A few miles northeast of Hilman, and across the border into Mille Lacs County, is the town of Onamia, MN.
Nora Luverne Armstrong, Frank and Edna's youngest daughter, lived here with her husband, Marvin
Richardson, in the 1930s, and her daughter Vada was born here in 1936. Nora died in Onamia in 1986, and is
buried there. Her daughter, Vada, and husband, A. Lee Berhow, still lived there when I last talked to them in
1994.
A few miles northeast from Onamia is the village of Wahkon, MN. Willis and Lillian Bulen moved into their son
Leo's house in 1915, to a nearby farm in 1916, and finally into Wahkon itself in 1917. This is also where my
father was born on Christmas day in 1920. My great-great grandmother, Mary Eliza (Wicks) Odekirk, died here
in 1923, Willis and Lillian Bulen are buried here, and H. Fay Bulen married Leo J. McGraw here in 1919.

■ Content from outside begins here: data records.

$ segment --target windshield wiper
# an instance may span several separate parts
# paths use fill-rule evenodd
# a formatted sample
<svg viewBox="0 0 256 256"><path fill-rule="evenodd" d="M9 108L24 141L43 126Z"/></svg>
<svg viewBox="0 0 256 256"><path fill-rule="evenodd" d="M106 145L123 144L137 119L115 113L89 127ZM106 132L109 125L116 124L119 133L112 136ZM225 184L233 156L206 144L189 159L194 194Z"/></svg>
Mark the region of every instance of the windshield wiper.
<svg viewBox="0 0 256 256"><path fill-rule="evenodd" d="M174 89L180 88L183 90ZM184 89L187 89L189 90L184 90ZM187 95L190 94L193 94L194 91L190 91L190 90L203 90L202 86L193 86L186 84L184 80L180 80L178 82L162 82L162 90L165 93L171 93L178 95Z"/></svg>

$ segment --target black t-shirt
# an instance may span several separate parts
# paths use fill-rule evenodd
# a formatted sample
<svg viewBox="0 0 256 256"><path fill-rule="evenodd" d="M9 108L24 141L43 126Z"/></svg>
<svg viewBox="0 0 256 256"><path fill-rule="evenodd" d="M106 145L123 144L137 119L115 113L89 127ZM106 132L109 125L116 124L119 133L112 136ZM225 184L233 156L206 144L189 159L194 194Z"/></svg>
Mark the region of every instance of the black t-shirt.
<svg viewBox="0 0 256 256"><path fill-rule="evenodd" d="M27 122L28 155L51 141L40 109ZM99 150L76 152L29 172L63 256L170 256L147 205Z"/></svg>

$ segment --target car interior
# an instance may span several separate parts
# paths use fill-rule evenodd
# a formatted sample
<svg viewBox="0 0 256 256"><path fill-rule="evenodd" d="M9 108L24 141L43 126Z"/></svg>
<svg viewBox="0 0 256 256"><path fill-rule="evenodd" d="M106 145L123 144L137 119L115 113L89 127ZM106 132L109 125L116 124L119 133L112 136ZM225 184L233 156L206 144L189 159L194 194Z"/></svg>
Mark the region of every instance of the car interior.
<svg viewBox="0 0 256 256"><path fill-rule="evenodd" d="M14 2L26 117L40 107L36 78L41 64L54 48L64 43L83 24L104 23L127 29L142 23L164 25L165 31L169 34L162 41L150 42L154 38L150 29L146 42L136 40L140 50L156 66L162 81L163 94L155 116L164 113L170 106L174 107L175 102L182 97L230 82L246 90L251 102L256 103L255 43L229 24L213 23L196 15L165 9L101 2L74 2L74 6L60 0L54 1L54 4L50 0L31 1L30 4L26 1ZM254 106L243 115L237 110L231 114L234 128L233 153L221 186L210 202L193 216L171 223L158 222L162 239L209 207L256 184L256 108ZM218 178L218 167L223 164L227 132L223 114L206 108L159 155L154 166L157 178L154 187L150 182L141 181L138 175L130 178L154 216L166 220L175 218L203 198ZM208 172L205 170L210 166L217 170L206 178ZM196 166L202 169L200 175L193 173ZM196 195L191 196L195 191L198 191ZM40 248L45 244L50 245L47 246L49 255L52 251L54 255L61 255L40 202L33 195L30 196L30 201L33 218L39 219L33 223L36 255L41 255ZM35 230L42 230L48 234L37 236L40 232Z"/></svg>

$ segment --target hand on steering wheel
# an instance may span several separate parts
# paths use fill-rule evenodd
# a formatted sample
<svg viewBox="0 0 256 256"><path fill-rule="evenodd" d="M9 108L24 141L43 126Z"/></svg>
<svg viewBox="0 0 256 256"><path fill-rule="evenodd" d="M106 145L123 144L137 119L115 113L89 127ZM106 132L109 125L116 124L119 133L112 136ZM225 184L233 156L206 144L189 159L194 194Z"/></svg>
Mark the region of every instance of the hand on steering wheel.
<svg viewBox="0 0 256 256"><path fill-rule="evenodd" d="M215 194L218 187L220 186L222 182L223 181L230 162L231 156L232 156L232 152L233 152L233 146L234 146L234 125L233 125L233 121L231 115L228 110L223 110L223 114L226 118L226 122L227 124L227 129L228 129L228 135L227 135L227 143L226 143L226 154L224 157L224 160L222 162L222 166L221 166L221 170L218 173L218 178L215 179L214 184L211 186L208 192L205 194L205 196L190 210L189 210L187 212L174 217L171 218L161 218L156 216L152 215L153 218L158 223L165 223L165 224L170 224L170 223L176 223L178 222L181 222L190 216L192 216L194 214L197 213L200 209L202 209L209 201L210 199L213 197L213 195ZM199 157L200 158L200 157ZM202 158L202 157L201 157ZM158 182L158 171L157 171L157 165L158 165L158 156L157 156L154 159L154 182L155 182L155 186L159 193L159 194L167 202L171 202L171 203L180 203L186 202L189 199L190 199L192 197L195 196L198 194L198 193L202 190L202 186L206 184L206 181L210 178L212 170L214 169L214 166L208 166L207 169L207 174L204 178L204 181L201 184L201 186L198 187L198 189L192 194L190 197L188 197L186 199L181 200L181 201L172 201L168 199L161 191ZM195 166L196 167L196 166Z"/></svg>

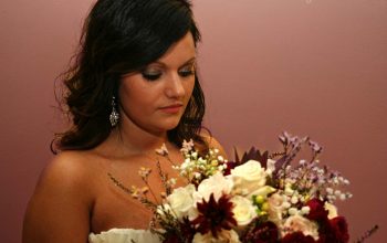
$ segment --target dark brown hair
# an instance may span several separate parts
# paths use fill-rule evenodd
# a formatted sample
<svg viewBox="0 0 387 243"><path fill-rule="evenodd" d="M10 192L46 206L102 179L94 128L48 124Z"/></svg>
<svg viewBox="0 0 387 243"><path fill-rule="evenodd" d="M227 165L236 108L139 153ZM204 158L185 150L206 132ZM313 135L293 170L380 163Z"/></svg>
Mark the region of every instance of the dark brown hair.
<svg viewBox="0 0 387 243"><path fill-rule="evenodd" d="M80 51L60 78L72 127L57 135L53 147L84 150L104 141L121 76L156 61L188 32L197 44L200 33L187 0L98 0L85 21ZM195 75L192 96L178 126L168 131L169 140L206 144L199 136L203 115L205 97Z"/></svg>

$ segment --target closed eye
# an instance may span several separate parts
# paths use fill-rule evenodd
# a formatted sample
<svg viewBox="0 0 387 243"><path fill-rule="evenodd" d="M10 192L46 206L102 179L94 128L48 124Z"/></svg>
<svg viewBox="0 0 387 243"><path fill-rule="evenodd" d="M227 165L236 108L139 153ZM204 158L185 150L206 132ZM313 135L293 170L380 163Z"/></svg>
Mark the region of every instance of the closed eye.
<svg viewBox="0 0 387 243"><path fill-rule="evenodd" d="M179 75L182 77L188 77L195 74L194 70L179 71Z"/></svg>
<svg viewBox="0 0 387 243"><path fill-rule="evenodd" d="M142 73L143 77L147 81L157 81L158 78L160 78L161 73L147 73L147 72L143 72Z"/></svg>

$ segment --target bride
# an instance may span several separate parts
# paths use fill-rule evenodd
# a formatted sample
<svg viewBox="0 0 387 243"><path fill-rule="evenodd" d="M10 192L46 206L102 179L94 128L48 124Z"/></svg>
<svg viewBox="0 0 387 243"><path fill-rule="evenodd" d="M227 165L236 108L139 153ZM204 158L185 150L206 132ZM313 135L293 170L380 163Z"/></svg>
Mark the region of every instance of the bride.
<svg viewBox="0 0 387 243"><path fill-rule="evenodd" d="M200 131L203 94L197 76L200 39L187 0L98 0L72 66L62 75L72 127L53 142L57 154L42 172L24 218L24 243L159 242L151 213L121 183L144 186L161 200L163 144L174 161L192 138L205 151L219 144ZM221 149L221 148L220 148ZM175 175L176 176L176 175Z"/></svg>

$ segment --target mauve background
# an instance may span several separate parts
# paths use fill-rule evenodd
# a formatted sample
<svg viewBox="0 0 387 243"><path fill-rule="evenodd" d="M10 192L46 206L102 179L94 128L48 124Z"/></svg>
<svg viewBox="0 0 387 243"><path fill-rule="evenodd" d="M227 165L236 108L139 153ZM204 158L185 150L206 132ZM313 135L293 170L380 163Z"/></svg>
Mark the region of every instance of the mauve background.
<svg viewBox="0 0 387 243"><path fill-rule="evenodd" d="M53 87L92 0L0 2L1 242L21 241L23 212L59 129ZM206 124L232 146L276 150L310 135L351 181L339 204L353 240L387 239L387 1L195 0ZM59 219L60 220L60 219Z"/></svg>

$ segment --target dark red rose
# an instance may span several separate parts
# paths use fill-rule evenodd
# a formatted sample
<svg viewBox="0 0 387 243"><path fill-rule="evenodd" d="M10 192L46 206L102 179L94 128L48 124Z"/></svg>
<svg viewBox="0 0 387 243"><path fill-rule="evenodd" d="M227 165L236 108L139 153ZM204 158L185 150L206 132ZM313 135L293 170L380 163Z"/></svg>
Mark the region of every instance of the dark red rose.
<svg viewBox="0 0 387 243"><path fill-rule="evenodd" d="M259 223L255 228L245 235L243 242L253 243L278 243L279 229L273 222Z"/></svg>
<svg viewBox="0 0 387 243"><path fill-rule="evenodd" d="M318 233L318 243L347 243L349 241L348 224L344 216L322 222Z"/></svg>
<svg viewBox="0 0 387 243"><path fill-rule="evenodd" d="M324 208L324 202L318 199L312 199L306 202L306 205L310 207L311 211L306 215L308 220L314 221L325 221L328 218L328 211Z"/></svg>
<svg viewBox="0 0 387 243"><path fill-rule="evenodd" d="M294 232L286 234L281 243L315 243L314 239L311 235L304 235L302 232Z"/></svg>

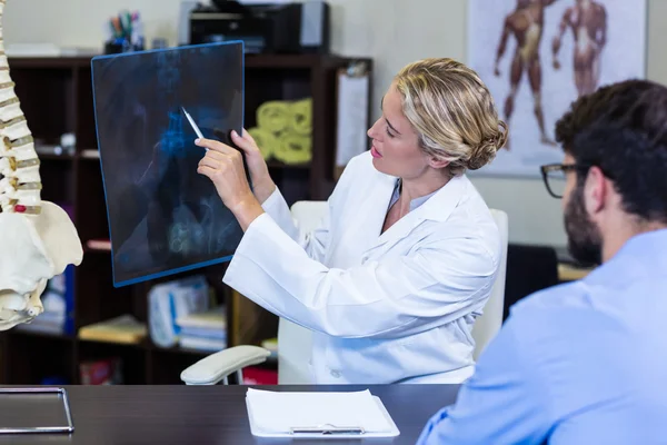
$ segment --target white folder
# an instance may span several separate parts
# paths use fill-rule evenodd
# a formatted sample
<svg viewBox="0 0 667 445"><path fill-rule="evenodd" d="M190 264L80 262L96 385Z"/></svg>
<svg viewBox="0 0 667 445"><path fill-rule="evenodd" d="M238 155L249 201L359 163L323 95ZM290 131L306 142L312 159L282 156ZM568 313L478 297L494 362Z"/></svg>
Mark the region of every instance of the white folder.
<svg viewBox="0 0 667 445"><path fill-rule="evenodd" d="M258 437L395 437L400 434L379 397L361 392L271 392L249 388L250 432Z"/></svg>

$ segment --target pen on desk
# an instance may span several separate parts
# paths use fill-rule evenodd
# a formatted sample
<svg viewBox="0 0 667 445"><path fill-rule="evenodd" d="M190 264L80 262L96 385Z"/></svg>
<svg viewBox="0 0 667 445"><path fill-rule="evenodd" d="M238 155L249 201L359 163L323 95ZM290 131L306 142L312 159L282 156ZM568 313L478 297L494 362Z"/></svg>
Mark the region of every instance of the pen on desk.
<svg viewBox="0 0 667 445"><path fill-rule="evenodd" d="M201 130L199 130L199 127L197 127L197 123L195 123L195 120L192 119L190 113L188 111L186 111L185 107L181 107L181 110L183 110L183 113L186 115L186 118L188 118L188 122L190 122L190 126L192 126L192 129L197 134L197 137L199 139L203 139L203 135L201 134ZM208 148L207 148L207 151L208 151Z"/></svg>

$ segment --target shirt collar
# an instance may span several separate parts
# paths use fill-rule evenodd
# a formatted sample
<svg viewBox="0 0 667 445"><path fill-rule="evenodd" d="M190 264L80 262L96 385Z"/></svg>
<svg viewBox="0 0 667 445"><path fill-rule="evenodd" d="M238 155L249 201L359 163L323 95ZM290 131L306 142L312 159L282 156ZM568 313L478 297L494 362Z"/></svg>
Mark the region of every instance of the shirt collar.
<svg viewBox="0 0 667 445"><path fill-rule="evenodd" d="M398 199L399 181L400 179L396 181L394 189L396 199ZM467 194L469 184L470 180L465 175L455 176L432 194L412 199L410 201L410 214L415 214L418 219L447 220ZM390 202L389 207L394 204L394 196Z"/></svg>

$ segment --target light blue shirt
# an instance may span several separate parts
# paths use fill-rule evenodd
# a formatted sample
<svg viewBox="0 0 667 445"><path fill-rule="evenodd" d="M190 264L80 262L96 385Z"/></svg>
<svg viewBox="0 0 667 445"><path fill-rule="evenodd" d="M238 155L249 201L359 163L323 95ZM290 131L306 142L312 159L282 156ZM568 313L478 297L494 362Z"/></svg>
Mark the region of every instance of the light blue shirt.
<svg viewBox="0 0 667 445"><path fill-rule="evenodd" d="M666 444L667 229L519 301L418 444Z"/></svg>
<svg viewBox="0 0 667 445"><path fill-rule="evenodd" d="M394 187L394 194L391 195L391 200L389 201L389 207L387 207L387 211L389 211L391 206L394 206L396 202L398 202L398 198L400 198L401 187L402 187L402 180L400 178L398 178L396 180L396 186ZM436 191L438 191L438 190L436 190ZM428 198L430 198L431 196L434 196L436 194L436 191L434 191L432 194L428 194L426 196L420 196L419 198L412 199L410 201L410 211L414 211L416 208L418 208L424 202L426 202L428 200Z"/></svg>

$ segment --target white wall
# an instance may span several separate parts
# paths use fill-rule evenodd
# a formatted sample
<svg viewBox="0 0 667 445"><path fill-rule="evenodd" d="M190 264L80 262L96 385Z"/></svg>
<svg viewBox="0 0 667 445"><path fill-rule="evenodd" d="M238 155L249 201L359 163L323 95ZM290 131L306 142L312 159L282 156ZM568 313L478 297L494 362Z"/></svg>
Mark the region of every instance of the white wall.
<svg viewBox="0 0 667 445"><path fill-rule="evenodd" d="M494 1L494 0L488 0ZM424 57L466 60L465 0L329 0L332 47L344 56L372 57L376 66L374 116L391 77ZM109 16L122 8L139 10L147 42L165 37L173 44L179 0L8 0L4 36L11 42L51 41L62 46L100 47ZM648 78L667 83L667 1L649 1ZM489 206L509 214L510 240L565 245L560 201L540 180L472 178Z"/></svg>

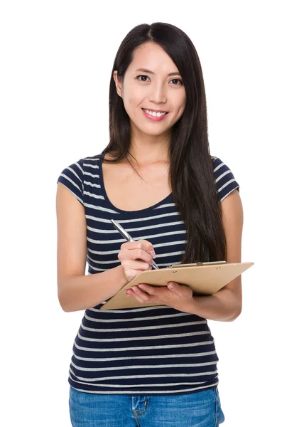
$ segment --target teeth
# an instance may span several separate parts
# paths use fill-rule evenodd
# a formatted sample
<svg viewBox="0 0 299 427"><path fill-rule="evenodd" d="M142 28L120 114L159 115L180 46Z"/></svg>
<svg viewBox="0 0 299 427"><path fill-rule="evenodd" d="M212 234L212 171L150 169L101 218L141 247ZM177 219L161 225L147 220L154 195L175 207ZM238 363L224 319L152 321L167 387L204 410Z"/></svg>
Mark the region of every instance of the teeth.
<svg viewBox="0 0 299 427"><path fill-rule="evenodd" d="M148 110L144 110L144 108L143 108L143 111L145 111L148 114L150 114L154 117L161 117L162 115L165 115L165 114L167 114L166 112L156 112L156 111L149 111Z"/></svg>

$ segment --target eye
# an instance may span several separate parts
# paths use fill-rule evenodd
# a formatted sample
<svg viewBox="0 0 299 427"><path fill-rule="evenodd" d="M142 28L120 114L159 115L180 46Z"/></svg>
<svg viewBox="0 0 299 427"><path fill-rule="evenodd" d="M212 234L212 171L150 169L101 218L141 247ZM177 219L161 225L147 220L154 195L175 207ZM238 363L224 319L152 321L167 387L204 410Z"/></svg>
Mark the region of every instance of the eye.
<svg viewBox="0 0 299 427"><path fill-rule="evenodd" d="M171 82L180 82L180 85L183 85L183 81L179 79L179 78L173 78L173 80L170 80ZM177 83L175 83L175 86L178 86L179 85L178 85Z"/></svg>
<svg viewBox="0 0 299 427"><path fill-rule="evenodd" d="M146 81L146 80L143 80L143 79L142 79L142 80L140 80L140 79L139 79L139 77L145 77L146 78L148 78L148 77L147 75L145 75L144 74L141 74L140 75L137 75L137 77L136 77L136 79L138 79L138 80L139 81L141 81L141 82L145 82L145 81Z"/></svg>

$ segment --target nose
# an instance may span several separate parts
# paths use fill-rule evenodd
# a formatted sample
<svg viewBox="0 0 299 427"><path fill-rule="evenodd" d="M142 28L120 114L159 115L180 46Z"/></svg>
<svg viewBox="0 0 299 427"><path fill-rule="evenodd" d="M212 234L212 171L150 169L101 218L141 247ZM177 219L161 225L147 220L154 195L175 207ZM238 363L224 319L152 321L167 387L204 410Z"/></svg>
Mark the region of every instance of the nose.
<svg viewBox="0 0 299 427"><path fill-rule="evenodd" d="M164 85L151 85L148 100L156 104L165 104L165 102L166 102L167 97Z"/></svg>

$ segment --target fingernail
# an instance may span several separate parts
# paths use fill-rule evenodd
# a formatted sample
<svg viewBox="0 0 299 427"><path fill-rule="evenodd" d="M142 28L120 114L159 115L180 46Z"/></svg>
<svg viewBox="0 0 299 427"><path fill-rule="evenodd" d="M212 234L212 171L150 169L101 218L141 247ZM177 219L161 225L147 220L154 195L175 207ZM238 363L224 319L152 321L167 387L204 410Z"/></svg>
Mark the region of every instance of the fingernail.
<svg viewBox="0 0 299 427"><path fill-rule="evenodd" d="M151 251L151 255L153 258L156 258L156 252L153 250Z"/></svg>

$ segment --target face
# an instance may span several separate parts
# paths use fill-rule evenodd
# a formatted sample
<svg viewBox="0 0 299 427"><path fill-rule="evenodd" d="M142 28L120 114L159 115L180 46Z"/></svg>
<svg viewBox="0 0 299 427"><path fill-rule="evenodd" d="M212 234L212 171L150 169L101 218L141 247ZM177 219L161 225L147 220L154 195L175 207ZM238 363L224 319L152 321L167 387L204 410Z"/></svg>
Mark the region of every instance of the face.
<svg viewBox="0 0 299 427"><path fill-rule="evenodd" d="M183 113L186 95L178 68L165 51L154 43L141 45L123 81L118 81L117 71L114 78L134 134L168 135Z"/></svg>

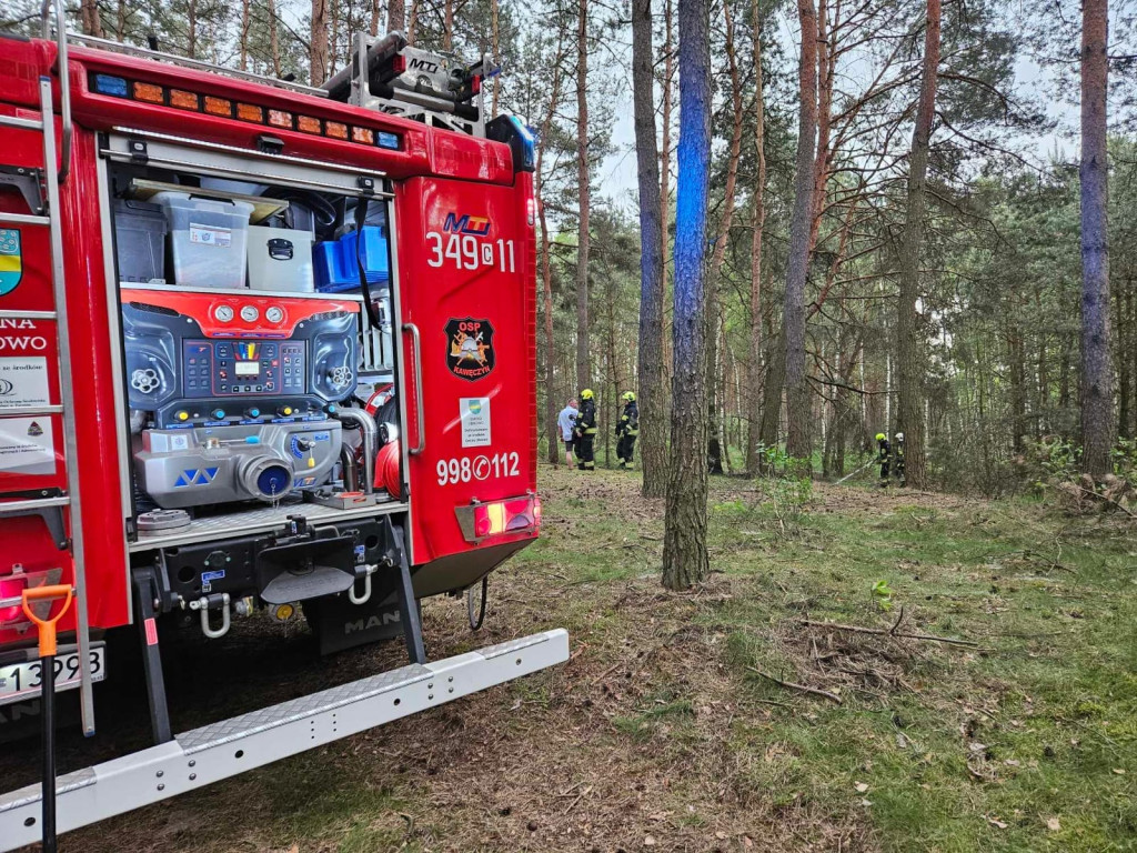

Interestingly, Frank and Edna moved to the Wahkon area in the early 1930's, where they purchased a farm
which adjoined ones owned by Leo and Fay McGraw, and Leo Bulen, (Edna's oldest brother) his wife Bertha,
and their family. This is where my father and one of Leo's sons – Robert Odekirk Bulen – met and became
friends.
According to family sources, Frank had always been a hard worker, but never seemed to be able to make any
money. When he got too old to farm, he moved to Hennepin county in 1942 where he worked for a time at the
Heffelfinger Estate in Wayzata, MN as a caretaker. He apparently got the job through his daughter Merle,
whose brother-in- law, George Bloom, worked there in a position of authority. Merle is also supposed to have
worked there for a period in a domestic capacity.
In late 1946 or early 1947, Frank and Edna moved to a house built for them by Elmer and Merle Bloom in Long
Lake, Orono Township, MN which was located approximately 100 yards from Merle and Elmer's house. Their
oldest son, Alva, who worked for a time as a carpenter, helped build the house.